Plastic Logic Develops Flexible EPD Panels
April 17, 2017
Plastic Logic Germany, a manufacturer of flexible displays established in November 2000 when it was spun out of Cambridge University has developed a process for printing organic thin film transistors (OTFTs) and wants to be a player in the emerging flexible and foldable display market. Plastic Logic’s original research focused on polymer dispersed liquid crystals (PDLC) on glass, as well as on transistor stability and new front planes, today Plastic Logic Germany has created an industrialized process that enables it to mass produce a glass-free backplane. The company produces transistor arrays on plastic and its active-matrix backplane consists of (OTFTs) on PET. This backplane when coupled with a flexible display medium, such as flexible OLED or EPD, can be used in flexible displays. The roots of Plastic Logic Germany were laid in May 2007 when it was decided to build a display factory in Dresden. The facility comprises of a 3800m² clean room area, for backplane processing and test and assembly processes as well as a pilot production line for large area, smart, flexible electronic applications on plastic substrates,” says the company’s CEO Tim Burne.
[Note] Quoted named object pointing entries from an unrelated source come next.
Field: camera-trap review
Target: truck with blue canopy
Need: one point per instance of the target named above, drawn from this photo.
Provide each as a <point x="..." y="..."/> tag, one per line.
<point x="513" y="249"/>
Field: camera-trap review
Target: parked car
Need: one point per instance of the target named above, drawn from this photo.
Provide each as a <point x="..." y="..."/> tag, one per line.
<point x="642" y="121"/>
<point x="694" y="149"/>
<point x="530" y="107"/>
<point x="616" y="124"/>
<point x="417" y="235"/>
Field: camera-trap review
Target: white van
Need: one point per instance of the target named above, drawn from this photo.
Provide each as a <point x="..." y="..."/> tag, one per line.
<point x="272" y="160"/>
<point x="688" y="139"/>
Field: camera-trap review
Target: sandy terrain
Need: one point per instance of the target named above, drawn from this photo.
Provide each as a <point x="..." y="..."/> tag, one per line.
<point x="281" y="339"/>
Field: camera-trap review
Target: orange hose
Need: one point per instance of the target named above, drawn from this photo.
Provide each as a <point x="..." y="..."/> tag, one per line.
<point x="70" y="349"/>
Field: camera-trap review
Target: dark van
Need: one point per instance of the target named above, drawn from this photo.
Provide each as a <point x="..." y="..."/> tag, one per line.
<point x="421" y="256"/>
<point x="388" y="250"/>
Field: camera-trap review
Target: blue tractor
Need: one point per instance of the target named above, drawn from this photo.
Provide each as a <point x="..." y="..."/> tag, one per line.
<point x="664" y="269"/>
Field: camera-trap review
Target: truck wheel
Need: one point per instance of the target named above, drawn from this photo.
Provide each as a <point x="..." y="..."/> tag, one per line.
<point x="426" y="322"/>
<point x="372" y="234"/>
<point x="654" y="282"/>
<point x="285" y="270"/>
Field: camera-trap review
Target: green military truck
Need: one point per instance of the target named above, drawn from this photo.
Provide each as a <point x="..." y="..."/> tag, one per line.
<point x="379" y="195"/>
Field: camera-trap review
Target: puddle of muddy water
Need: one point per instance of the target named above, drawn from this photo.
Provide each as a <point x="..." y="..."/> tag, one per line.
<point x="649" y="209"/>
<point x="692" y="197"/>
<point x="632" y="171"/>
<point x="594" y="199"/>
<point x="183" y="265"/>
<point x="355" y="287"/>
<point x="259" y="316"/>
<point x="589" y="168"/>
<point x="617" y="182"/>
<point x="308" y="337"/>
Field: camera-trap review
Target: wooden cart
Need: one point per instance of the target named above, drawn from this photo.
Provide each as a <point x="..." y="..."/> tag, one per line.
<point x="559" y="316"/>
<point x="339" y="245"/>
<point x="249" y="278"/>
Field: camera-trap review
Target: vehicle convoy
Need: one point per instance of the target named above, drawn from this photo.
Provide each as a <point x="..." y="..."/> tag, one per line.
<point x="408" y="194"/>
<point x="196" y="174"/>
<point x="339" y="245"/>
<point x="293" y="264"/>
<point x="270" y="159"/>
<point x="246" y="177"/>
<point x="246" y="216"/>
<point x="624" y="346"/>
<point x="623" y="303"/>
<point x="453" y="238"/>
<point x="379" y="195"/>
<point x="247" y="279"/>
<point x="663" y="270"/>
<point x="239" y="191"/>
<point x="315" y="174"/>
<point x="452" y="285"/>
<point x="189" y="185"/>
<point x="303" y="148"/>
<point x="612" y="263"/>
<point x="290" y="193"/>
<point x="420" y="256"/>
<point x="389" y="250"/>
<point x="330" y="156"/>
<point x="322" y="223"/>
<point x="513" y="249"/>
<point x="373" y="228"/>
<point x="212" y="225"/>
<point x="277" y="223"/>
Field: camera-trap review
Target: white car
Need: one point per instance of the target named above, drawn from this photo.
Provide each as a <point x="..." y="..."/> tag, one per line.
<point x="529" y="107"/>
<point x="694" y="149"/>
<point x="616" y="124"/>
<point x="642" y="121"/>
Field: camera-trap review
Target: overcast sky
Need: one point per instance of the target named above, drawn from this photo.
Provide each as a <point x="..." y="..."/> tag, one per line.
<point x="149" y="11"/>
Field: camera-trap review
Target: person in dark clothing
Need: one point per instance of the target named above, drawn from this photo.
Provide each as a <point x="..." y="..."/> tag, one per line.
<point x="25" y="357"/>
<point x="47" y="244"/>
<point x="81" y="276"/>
We are the only company that has moved beyond the prototype stage in sheet-to-sheet manufacturing and begun the industrialization of flexible electronics in Europe.” Our Lectum displays are much more rugged than standard glass-based EPDs, as well as being lighter and thinner.” Today Plastic Logic is focused on markets that include payment cards looking to integrate a display into their credit cards and wearables. The company can currently supply 1.1” to 4” screens but can also supply displays up to 10.7” in diagonal. Further investment is planned at the plant with the aim of delivering larger screen sizes.
Figure 1: 4” EPD Panel 400x24
Using OTFTs to drive OLED displays has been a long-term goal of Plastic Logic and its offspring FlexEnable. While they have been able to show some prototypes, commercialization has been elusive as the uniformity, reliability and mobility requirements to drive OLEDs have not been attainable using OTFTs.